Este supuesto modus operandi es exactamente el mismo guion que se despliega cuando un caso de violencia sexual o agresión física ocurre en los círculos de poder.
El pacto de privilegio y la maquinaria del desgaste
Se advierte que, cuando el agresor tiene estatus o redes de contacto, el proceso legal puede derivar en procedimientos largos y desgastantes, que terminan afectando especialmente a las víctimas.
Cuando el agresor tiene estatus o redes de contacto, el proceso legal deja de buscar la verdad para convertirse en una maquinaria de desgaste. En el Perú, esta práctica está documentada por la Defensoría del Pueblo como ‘acoso judicial‘: una táctica donde los agresores recurren al mal uso del sistema legal con el ‘único propósito de hostilizar’ a la denunciante, generándole ‘desgaste emocional, físico y económico al verse sumergidas en múltiples procesos judiciales’. Como menciona la abogada defensora de derechos humanos Josefina Miró Quesada, este tipo de dinámicas terminan por «consolidar el silencio, la impunidad y el control de los agresores«.
Imagen referencial
Con frecuencia, mientras el presunto agresor se ve rodeado de apoyos y redes de respaldo, la exigencia de justicia queda en manos de quienes cargan con la pérdida.

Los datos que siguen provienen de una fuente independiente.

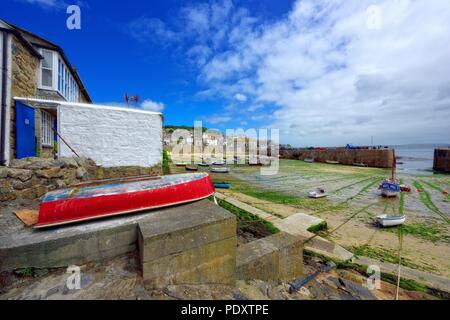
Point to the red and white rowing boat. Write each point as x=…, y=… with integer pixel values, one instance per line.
x=104, y=198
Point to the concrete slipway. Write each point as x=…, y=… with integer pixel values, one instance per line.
x=95, y=241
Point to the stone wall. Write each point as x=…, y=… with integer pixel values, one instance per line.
x=442, y=160
x=32, y=178
x=278, y=257
x=382, y=158
x=24, y=82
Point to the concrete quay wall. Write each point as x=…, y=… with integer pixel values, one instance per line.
x=442, y=160
x=380, y=158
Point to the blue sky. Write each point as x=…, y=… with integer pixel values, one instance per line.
x=325, y=72
x=112, y=61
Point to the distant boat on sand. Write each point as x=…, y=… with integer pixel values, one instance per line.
x=318, y=193
x=360, y=164
x=390, y=221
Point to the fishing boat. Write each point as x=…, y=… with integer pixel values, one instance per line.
x=222, y=185
x=106, y=198
x=390, y=221
x=220, y=170
x=405, y=188
x=391, y=187
x=181, y=164
x=317, y=193
x=203, y=164
x=360, y=164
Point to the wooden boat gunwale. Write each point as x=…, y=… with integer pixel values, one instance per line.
x=61, y=207
x=41, y=226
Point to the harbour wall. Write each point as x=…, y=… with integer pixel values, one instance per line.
x=377, y=158
x=442, y=160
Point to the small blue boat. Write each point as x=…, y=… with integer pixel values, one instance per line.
x=222, y=185
x=390, y=189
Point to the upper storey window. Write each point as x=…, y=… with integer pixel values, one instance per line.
x=47, y=69
x=55, y=75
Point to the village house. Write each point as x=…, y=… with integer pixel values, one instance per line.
x=46, y=110
x=33, y=67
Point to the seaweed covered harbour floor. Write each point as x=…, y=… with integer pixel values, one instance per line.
x=426, y=233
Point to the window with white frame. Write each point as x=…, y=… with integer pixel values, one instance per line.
x=67, y=85
x=47, y=69
x=47, y=121
x=55, y=75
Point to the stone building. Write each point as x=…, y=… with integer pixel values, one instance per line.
x=37, y=68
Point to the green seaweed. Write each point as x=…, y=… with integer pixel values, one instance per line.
x=425, y=198
x=318, y=227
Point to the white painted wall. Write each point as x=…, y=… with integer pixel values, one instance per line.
x=8, y=91
x=111, y=136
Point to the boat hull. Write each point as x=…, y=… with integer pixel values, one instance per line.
x=390, y=189
x=386, y=221
x=220, y=170
x=80, y=204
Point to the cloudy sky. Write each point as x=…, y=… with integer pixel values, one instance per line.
x=325, y=72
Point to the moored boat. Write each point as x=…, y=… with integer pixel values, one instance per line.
x=203, y=164
x=391, y=187
x=99, y=199
x=181, y=164
x=220, y=170
x=405, y=188
x=222, y=185
x=390, y=221
x=360, y=164
x=317, y=193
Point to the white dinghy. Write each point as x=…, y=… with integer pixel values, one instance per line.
x=318, y=193
x=390, y=221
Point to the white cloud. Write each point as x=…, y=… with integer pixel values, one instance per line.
x=152, y=105
x=52, y=4
x=330, y=78
x=217, y=119
x=240, y=97
x=147, y=104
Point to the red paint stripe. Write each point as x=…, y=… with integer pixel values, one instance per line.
x=60, y=211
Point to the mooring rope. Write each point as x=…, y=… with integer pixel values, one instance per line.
x=400, y=239
x=341, y=225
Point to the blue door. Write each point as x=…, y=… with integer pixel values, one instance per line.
x=25, y=131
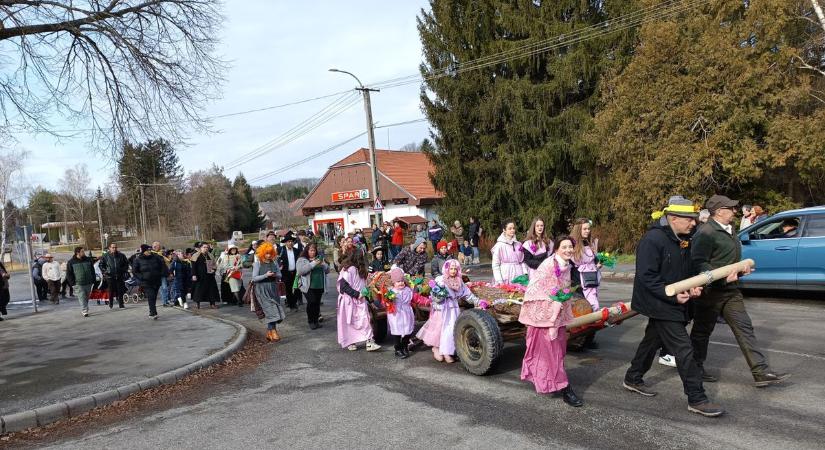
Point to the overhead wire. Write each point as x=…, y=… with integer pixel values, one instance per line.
x=327, y=150
x=326, y=114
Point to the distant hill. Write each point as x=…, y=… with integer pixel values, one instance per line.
x=287, y=190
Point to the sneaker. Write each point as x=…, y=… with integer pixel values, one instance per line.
x=769, y=378
x=706, y=409
x=667, y=360
x=638, y=388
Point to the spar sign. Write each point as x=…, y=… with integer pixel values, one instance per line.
x=348, y=196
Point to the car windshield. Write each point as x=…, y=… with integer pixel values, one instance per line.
x=776, y=229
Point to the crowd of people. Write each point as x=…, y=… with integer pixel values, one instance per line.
x=672, y=249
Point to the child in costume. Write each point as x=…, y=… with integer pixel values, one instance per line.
x=446, y=292
x=401, y=320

Lo vemos hoy en el rostro cansado de Gino Marzano, hermano de Lizeth, quien tiene que peregrinar por los canales de televisión clamando por una verdad evidente. Esa misma desesperación es la que viven a diario las madres y familias de las víctimas de feminicidio, rogando en los exteriores de los juzgados para que los contactos del agresor no terminen borrando la memoria de las mujeres que nos faltan.
El asfalto que nos duele a todas
Lizeth Marzano no perdió la vida únicamente por el violento impacto de un vehículo. Murió por los minutos cruciales que le robaron y por el abandono.
Este 8 de marzo, esa imagen debe sacudirnos la conciencia. Porque a las mujeres en el Perú no solo las mata el primer golpe del agresor. Las mata la indiferencia de los testigos, las mata el pacto de silencio de la familia del atacante, y las remata un sistema de justicia indolente, diseñado para buscarle atenuantes al victimario.
La impunidad en nuestro país no es un accidente; es una construcción colectiva a base de omisiones. Este 8M, la exigencia es clara: no queremos más pactos de privilegio. Escribimos y gritamos para que ninguna mujer, nunca más, vuelva a ser dejada en el asfalto. Para que, de una vez por todas, el sistema deje de huir.